Here is your 5-step data masking implementation plan.

Step 1: Determine the scope of your project

Before you start, you will need to identify which aspects you will cover. Here is a list of typical questions that your data team can study before proceeding with the masking initiatives:

  • Which data are we looking to mask?

  • Where does it reside?

  • Who is authorized to access it?

  • What is the access level of each user from the above? Who can only view and who can alter and delete values?

  • Which applications are utilizing this sensitive data?

  • What impact will data masking have on different users?

  • What level of masking is required, and how often will we need to repeat the process?

  • Are we looking to apply data masking across the whole organization or limit it to a specific product?

Step 2: Define the stack of data masking techniques

During this step, you need to identify which technique or a combination of data masking tools are the best fit for that task at hand.

First of all, you need to identify which data types you need to mask, for instance, names, dates, financial data, etc., as different types require dedicated data masking algorithms. Based on that, you and your vendor can choose which open source library(s) can be reused to produce the best-suited data masking solution. We advise turning to a software vendor, as they will help you customize the solution and integrate it painlessly into your workflows across the whole company without interrupting any business processes. Also, it’s possible to build something from zero to cover the company’s unique needs.

There are ready-made data masking tools that you can purchase and deploy yourself, such as Oracle Data Masking, IRI FieldShield, DATPROF, and many more. You can opt for this strategy if you manage all your data by yourself, you understand how different data flows work, and you have an IT department who can help integrate this new data masking solution into the existing processes without hindering productivity.

Step 3: Secure your selected data masking algorithms

The security of your sensitive data largely depends on the security of the selected fake data-generating algorithms. Therefore, only authorized personnel can know which data masking algorithms are deployed, as these people can reverse engineer the masked data to the original dataset with this knowledge. It’s a good practice to apply separation of duties. For instance, the security department selects the best suited algorithms and tools, while data owners maintain the settings applied in masking their data.

Step 4: Preserve referential integrity

Referential integrity means that each data type within your organization is masked in the same way.

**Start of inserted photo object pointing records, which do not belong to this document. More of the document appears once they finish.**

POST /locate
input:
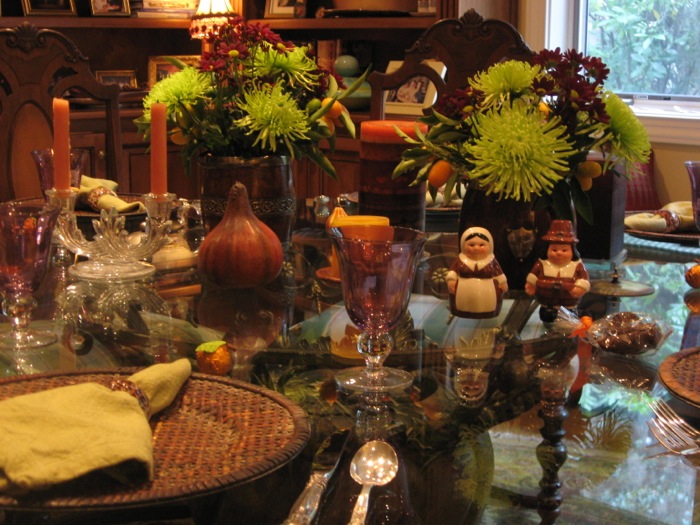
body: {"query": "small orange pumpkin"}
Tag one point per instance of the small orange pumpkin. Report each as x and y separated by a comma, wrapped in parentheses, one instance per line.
(692, 276)
(241, 251)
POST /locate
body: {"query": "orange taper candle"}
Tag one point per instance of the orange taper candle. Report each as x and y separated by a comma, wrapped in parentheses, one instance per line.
(61, 144)
(159, 152)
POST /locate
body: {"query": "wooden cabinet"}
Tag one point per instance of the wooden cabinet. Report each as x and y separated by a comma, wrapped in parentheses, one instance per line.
(126, 43)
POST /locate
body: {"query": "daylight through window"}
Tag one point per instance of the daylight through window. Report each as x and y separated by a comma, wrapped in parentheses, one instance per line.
(650, 46)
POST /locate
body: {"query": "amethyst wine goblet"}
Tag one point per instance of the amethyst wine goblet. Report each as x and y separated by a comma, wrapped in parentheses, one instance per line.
(25, 245)
(377, 267)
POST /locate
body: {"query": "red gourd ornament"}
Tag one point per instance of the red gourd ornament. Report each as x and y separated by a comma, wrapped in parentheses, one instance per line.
(241, 251)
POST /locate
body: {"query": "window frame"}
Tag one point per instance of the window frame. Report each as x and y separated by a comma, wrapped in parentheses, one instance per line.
(553, 23)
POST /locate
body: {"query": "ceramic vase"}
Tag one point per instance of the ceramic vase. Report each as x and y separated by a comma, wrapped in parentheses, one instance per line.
(269, 182)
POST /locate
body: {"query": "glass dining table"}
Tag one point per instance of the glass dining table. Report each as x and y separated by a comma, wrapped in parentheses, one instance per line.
(508, 420)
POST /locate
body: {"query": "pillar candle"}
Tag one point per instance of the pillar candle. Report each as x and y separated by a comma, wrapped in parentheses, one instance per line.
(380, 152)
(61, 144)
(159, 152)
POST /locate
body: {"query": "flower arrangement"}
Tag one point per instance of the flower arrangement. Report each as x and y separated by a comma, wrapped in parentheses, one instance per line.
(253, 94)
(524, 130)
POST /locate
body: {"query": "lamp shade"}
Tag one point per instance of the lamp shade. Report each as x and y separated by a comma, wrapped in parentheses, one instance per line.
(210, 14)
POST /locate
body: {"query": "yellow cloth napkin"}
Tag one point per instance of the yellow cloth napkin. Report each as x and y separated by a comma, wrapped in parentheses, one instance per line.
(101, 194)
(655, 222)
(60, 434)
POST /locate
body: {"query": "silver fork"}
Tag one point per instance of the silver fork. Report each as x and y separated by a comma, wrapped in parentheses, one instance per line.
(663, 410)
(672, 438)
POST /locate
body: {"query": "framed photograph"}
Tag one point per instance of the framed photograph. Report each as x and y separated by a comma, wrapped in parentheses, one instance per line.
(122, 78)
(159, 67)
(279, 8)
(110, 7)
(415, 94)
(49, 7)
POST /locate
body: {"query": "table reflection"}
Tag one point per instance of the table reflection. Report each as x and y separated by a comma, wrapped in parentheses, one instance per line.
(479, 436)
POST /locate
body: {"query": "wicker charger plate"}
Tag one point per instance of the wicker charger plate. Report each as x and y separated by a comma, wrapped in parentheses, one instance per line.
(218, 433)
(680, 374)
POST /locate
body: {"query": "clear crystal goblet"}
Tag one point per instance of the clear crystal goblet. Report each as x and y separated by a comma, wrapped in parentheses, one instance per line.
(25, 247)
(377, 267)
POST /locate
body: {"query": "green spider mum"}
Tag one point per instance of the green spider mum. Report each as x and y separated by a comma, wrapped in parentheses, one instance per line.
(505, 81)
(517, 153)
(273, 116)
(183, 88)
(629, 140)
(296, 66)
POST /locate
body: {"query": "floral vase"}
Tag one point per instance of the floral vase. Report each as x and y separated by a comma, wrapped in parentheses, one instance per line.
(516, 229)
(269, 182)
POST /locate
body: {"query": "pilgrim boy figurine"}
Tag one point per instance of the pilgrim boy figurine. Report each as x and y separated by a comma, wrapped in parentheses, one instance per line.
(561, 279)
(475, 282)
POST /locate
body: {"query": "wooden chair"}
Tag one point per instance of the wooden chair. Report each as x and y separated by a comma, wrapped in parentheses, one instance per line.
(465, 46)
(37, 65)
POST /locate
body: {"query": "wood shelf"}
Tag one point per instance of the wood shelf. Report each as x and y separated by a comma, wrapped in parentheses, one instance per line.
(277, 24)
(107, 22)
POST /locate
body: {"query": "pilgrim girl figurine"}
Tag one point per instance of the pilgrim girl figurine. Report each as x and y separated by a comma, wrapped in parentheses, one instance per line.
(560, 279)
(475, 282)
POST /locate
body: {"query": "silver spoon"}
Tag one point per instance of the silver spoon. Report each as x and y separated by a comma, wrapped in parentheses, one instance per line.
(374, 464)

This can be a challenge if your organization is rather large and has several business functions and product lines. In this case your company is likely to use different data masking algorithms for various tasks.

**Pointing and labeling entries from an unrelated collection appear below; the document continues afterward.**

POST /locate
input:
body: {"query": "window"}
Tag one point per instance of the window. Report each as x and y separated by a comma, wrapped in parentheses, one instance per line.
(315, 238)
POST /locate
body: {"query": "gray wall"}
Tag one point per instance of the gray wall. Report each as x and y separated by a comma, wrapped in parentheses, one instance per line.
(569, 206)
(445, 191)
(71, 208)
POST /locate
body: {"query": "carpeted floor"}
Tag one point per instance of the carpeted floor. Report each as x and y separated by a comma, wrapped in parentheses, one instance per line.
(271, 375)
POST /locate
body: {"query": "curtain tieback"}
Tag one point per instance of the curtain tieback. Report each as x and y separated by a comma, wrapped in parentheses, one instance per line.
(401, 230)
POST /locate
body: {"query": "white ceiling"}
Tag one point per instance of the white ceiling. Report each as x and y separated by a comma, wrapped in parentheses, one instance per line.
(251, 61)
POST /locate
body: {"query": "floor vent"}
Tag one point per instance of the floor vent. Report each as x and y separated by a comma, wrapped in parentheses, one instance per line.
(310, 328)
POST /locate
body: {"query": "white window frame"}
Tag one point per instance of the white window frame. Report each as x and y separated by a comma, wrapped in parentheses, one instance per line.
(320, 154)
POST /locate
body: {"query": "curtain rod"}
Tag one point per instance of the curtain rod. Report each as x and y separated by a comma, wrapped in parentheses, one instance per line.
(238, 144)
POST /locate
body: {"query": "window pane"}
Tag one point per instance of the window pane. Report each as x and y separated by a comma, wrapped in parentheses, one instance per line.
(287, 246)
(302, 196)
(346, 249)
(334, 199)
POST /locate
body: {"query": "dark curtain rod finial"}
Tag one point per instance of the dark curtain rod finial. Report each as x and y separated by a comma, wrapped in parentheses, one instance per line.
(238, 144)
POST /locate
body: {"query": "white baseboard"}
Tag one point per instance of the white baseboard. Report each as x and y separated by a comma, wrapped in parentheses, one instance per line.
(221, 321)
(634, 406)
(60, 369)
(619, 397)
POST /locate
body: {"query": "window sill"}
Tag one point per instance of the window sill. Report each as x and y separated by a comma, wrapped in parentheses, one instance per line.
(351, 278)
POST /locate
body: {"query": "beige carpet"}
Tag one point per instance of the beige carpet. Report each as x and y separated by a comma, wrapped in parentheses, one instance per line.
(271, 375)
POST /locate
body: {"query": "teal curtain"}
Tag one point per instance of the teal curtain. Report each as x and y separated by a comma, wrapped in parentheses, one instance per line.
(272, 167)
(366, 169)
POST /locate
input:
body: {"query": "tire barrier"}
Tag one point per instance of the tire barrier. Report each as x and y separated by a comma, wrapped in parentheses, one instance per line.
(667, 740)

To overcome this issue, identify all the tables that contain referential constraints and determine in which order you will mask the data as parent tables should be masked before the corresponding child tables. After completing the masking process, do not forget to check whether referential integrity was maintained.

Step 5: Make the masking process repeatable

Any adjustment to a particular project, or just general changes within your organization, can result in modifying the sensitive data and creating new data sources, posing the need to repeat the masking process.

There are instances where data masking can be a one-time effort, such as in the case of preparing a specialized training dataset that will be used for a few months for a small project. But if you want a solution that will serve you for a prolonged time, your data can become obsolete at one point. So, invest time and effort in formalizing the masking process to make it fast, repeatable, and as automated as possible.

Develop a set of masking rules, such as which data has to be masked. Identify any exceptions or special cases that you can foresee at this point. Acquire/build scripts and automated tools to apply these masking rules in a consistent manner.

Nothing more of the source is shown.